突然ですが、『論語』と聞いて皆さんは、どんなイメージがありますか?

学校でも学ぶので、“道徳性の高い立派な学問”という印象があるかもしれません。

しかし、日本人は、この論語のイメージによって、“本当の中国人の姿”を誤解しやすい傾向があります。

論語などの中国古典には書かれていない『中国人の価値観』とは何なのか?

これを知る糸口として、今回は、“中国人が日本人をどう見ているか?”について書き綴っていこうと思います。


中国人は日本をどう見ているか?

私が日本に居ながらにして一番驚くことは、日本人の『中国人観』です。

恐らく親中、媚中と呼ぶに相応しい人が、
「中国人は非常に心が広い寛大な民族で、懐も深く大らかで、道徳心が高く、信用を大事にする」
というような言葉を耳にします。

このような中国人観を聞く度に驚くと共に、
「果たして、この人は中国人のことをどこまで知っているのだろうか」
と疑問に感じざるを得ません。

というのも、日本と同じく脅威と感じている、中国人の実態をつぶさに見ざるを得なかった台湾からすれば、日本人の中国人観は全てにおいて正反対に映っています。

そこで、中国人を知るためには、
「中国人が日本をどう見ているのか」
を知ることが、一つの大きな手がかりになります。

その対日観を比べてみれば、中国人と台湾人の違いもよく分かるはずです。

『中国人から見た日本人観』は、主に次の3つの要素から成り立っています。

(1)日本に対して優越感を抱いている
中国は国の名前の通り、自分たちが世界の中心と考えている国で、
「自分たちこそ4000年の歴史を持ち、中華文化という最も優れた文化を持っている国だ」
と考えています。

ですので、中国人はよく、
「日本文化は所詮、中華文化の亜流にすぎない」
と言います。

日本の漢字にしても、中国から伝わってきたものだということで、日本に対しては文化的、民族的な優越感を常に抱いています。

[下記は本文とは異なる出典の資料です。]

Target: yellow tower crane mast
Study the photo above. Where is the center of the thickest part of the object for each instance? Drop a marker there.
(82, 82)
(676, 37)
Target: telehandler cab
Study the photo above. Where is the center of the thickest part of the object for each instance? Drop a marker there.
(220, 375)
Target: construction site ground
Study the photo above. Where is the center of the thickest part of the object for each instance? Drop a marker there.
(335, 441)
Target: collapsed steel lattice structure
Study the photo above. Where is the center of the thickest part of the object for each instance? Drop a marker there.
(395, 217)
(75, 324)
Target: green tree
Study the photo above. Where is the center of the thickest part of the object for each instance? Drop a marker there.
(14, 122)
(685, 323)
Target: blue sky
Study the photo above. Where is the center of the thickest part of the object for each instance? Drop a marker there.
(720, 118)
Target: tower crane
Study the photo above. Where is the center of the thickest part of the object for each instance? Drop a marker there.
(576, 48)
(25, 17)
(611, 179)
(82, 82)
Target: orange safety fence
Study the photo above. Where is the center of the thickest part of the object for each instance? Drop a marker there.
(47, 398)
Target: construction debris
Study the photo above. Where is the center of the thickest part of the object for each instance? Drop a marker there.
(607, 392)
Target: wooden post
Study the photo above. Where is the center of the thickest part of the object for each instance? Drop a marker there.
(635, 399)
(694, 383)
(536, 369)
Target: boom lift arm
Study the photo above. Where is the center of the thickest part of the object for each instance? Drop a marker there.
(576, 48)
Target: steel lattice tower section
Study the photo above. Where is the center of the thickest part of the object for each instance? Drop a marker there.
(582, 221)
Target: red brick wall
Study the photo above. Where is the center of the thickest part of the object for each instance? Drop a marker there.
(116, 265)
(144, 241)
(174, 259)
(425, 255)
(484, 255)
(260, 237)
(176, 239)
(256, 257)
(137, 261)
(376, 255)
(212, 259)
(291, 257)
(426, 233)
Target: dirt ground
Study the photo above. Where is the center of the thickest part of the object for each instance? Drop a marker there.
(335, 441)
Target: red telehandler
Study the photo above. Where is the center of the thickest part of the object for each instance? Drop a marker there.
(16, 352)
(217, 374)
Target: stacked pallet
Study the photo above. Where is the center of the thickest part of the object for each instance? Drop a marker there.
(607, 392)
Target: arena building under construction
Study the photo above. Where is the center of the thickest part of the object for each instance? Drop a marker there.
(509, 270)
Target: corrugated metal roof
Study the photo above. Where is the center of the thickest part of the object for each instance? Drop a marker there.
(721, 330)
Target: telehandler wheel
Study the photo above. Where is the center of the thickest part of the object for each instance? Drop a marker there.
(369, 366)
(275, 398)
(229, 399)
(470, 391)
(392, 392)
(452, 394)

このような考え方は国の方針にも反映され、国際舞台のあらゆる場面において、日本には中国以上の発言権を与えないよう常に企図しています。

特に、日本が国連の安全保障理事会のメンバーに加入することは、中国の優位性を脅かすものであり、絶対に容認できないという考えです。

自分たちこそが世界の中心であると考える中国は、日本に対しても絶対的優位に立たなければならないと考え、それこそが対日観の原点になっているのです。

(2)日本に対して劣等感を抱いている
自分たちこそ世界の中心と考えている中国が、なぜ日本に対して劣等感を抱いているのか?

これは、中国は4000年来、周辺諸国を東夷、西戎、南蛮、北狄と分け、征服と朝貢の対象と考え、あらゆる近隣諸国に兵を出して侵略を繰り返してきました。

例を挙げればキリがないですが、近年のチベット侵略もそうです。

しかし、その長い侵略の歴史の中で、一度たりとも征服できなかったのが、“東夷にすぎない”日本でした。

しかも日本との戦争で勝利したことがなく、1894年の日清戦争で負け、大東亜戦争でもほぼ連戦連敗。

ところが中国は、第二次世界大戦の戦勝国として、国連の安全保障理事会の一員となり、確かに日本より優位に立ったように見えました。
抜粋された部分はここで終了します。